|Sep 13, 2004, 12:16 AM|
Anybody know about this covering?
This Bomber is covered in an Aluminum finish called "Skinni Dip" and it only added 8 ounces to an aircraft this size!
Apparently it's an aluminum paste that's applied after the model is sprayed with an adhesive. The excess is wiped off and you're left with an ultra thin aluminum skin that's clearcoated I'd imagine. That's all I've heard but does anybody here know about this stuff. Is it any good? The only place I can find it available is here:
Looks amazing on that bomber.
Edited 1st URL
|Sep 13, 2004, 07:31 PM|
Boourns, Booourns! Man I really gotta change my handle. If I hear one more joke about the Hammock District or the Denver Broncos....
|Sep 13, 2004, 11:18 PM|
Metalized Polyester Tape Application for R/C Aircraft.
By Carl Bachhuber
Some of you have asked how I simulate the aluminum finish on some of my scale aircraft. Since the 1980's I've been experimenting with types of Metalized Polyester(MP) tape. 3M and others manufacture it mostly for silk screening, and slide masking. It also can be used as I've found on model aircraft.
Well let me give you some of the advantages. Unlike heat shrink coverings this will not bubble or loosen over time. I've had it on one airplane for over 12 years and it really looks as good as the day I put it on. It is much stronger than plastic films. It is easily repaired. Applying the tape is a fairly fast process and it can also be painted. The tape is impervious to Gasoline, Methyl Ethyl Ketone(MEK) and most other thinners. It is lighter in weight than most paints. It is about 2 mils thick and is non-conductive. Mixing and matching different types of materials such as aluminum tape, paint and MP tape can create a very realistic finish.

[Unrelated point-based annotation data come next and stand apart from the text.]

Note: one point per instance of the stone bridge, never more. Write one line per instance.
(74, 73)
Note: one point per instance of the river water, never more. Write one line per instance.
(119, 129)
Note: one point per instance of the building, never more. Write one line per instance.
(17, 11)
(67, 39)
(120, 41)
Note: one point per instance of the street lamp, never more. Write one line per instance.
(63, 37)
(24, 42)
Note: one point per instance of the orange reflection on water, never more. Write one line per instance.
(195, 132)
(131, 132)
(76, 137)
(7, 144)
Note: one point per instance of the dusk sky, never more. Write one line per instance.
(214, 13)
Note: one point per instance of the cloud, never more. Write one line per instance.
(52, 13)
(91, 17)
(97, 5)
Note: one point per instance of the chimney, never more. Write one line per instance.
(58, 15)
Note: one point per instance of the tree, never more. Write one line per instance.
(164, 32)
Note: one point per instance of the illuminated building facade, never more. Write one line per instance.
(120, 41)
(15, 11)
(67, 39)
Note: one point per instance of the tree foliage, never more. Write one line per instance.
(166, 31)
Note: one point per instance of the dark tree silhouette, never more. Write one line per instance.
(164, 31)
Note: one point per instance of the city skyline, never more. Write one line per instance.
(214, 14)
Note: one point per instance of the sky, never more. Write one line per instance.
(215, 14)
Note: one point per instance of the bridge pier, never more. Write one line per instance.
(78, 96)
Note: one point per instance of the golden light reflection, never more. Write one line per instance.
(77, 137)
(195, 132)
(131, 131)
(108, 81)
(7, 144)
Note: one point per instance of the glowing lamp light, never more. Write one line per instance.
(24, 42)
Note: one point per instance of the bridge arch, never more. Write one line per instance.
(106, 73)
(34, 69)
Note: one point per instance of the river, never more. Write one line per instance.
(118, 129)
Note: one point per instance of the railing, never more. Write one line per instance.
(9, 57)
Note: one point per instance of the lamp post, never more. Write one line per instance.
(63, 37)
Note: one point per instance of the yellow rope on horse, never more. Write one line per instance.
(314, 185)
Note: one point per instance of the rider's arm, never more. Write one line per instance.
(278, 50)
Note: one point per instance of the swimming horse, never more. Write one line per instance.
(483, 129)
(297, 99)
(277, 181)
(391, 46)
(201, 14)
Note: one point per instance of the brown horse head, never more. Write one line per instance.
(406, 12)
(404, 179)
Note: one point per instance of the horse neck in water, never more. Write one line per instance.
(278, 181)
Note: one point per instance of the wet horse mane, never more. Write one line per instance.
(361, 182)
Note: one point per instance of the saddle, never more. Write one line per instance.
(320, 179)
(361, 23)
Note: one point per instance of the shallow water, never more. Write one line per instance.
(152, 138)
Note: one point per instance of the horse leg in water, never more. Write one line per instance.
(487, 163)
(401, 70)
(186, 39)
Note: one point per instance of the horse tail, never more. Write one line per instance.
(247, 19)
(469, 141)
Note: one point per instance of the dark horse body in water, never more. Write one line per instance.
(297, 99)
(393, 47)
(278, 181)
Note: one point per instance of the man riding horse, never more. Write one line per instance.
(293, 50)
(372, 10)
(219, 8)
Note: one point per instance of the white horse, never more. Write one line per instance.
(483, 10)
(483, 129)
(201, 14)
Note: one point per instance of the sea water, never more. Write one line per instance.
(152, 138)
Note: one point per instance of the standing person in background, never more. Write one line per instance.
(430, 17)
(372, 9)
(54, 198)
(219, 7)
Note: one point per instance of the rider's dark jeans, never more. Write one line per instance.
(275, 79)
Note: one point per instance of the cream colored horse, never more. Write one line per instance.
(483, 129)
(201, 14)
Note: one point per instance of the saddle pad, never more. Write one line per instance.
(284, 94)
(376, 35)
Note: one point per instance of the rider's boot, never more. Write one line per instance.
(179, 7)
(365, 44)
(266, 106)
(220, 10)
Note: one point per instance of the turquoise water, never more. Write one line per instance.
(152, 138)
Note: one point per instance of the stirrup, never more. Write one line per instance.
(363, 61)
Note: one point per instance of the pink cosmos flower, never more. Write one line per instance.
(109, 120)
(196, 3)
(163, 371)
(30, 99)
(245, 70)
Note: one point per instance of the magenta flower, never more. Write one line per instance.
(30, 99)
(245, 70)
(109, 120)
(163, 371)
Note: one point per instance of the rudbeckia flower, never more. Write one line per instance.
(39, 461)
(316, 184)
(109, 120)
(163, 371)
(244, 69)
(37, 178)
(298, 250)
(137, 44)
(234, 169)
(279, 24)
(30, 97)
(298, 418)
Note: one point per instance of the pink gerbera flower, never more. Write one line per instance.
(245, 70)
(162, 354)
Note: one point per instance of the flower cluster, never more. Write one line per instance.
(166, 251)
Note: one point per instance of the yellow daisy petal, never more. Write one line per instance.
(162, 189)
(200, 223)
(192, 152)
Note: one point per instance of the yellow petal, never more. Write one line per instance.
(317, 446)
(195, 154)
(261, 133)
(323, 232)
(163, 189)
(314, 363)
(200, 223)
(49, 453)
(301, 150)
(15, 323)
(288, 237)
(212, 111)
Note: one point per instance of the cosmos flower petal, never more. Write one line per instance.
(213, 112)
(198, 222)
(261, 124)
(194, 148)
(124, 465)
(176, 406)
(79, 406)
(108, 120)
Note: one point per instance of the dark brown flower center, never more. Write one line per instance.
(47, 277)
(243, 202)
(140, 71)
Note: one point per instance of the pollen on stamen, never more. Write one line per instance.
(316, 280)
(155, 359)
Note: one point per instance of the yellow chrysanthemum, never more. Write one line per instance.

Disadvantages. Well, the biggest disadvantage is the limited ability of the tape to conform to compound curves. A bit of heat helps but if the curves are too sharp you may need to cut the tape or come up with a different method of metal covering simulation to achieve a satisfactory result. MP tape is for covering solid surfaces not open bays.
Prepare the model the same way you would for paint. I usually cover the model with a 3/4 oz. glass cloth and a laminating epoxy although polyester resin can be used also. I use an acrylic auto primer after the model has been sanded. Instead of spraying on the primer try using a short nap small paint roller. Seems to be a very fast process with no overspray. Sand and fill till your satisfied. Remember, too much sanding is never enough. Once satisfied, wash and wipe down the model so that it is as close to clean as possible. You should now be ready to apply the tape. I use a squared sheet of metal as a cutting board. Since the tape has an aggressive adhesive on one side put that side to the cutting board and unroll a length. Cut into the desired panels. Buff with Scotch-brite if you want that abused aluminum look instead of a mirror finish. Make sure you have removed all particles from that process and the aircraft lest you should have contamination under the tape after it is applied. Now, raise an edge of the panel with a Xacto knife and peal it off the cutting board. Place the panel on the desired spot on the model and press from the middle of the panel to the outside to keep air entrapment to a minimum. You might also want to keep a covering iron on a high setting while your working as it can be helpful on minor compound curves. Again work from the inside out. Don't worry if you screw up a panel just peel it off and reset or toss it out.
After your finished applying the panels you might want to try simulating rivets by using r/c 56 glue for raised rivets. In the case of flush rivets the hot tip of a wood burning tool shaped like a rivet works very well although it takes too much time for me. Instead I came up with a "dritz wheel" like tool with brass tubing spokes which does an acceptable job of making rivets fast.
If you want to experiment with this material it can be found in manufacturers directories under specialty tapes. Look for 3M #850 or equivalent. One company Specialty Tapes uses the part number #298 Silver metallic tape in their catalog. Don't be afraid to shop around. There are others. Good luck!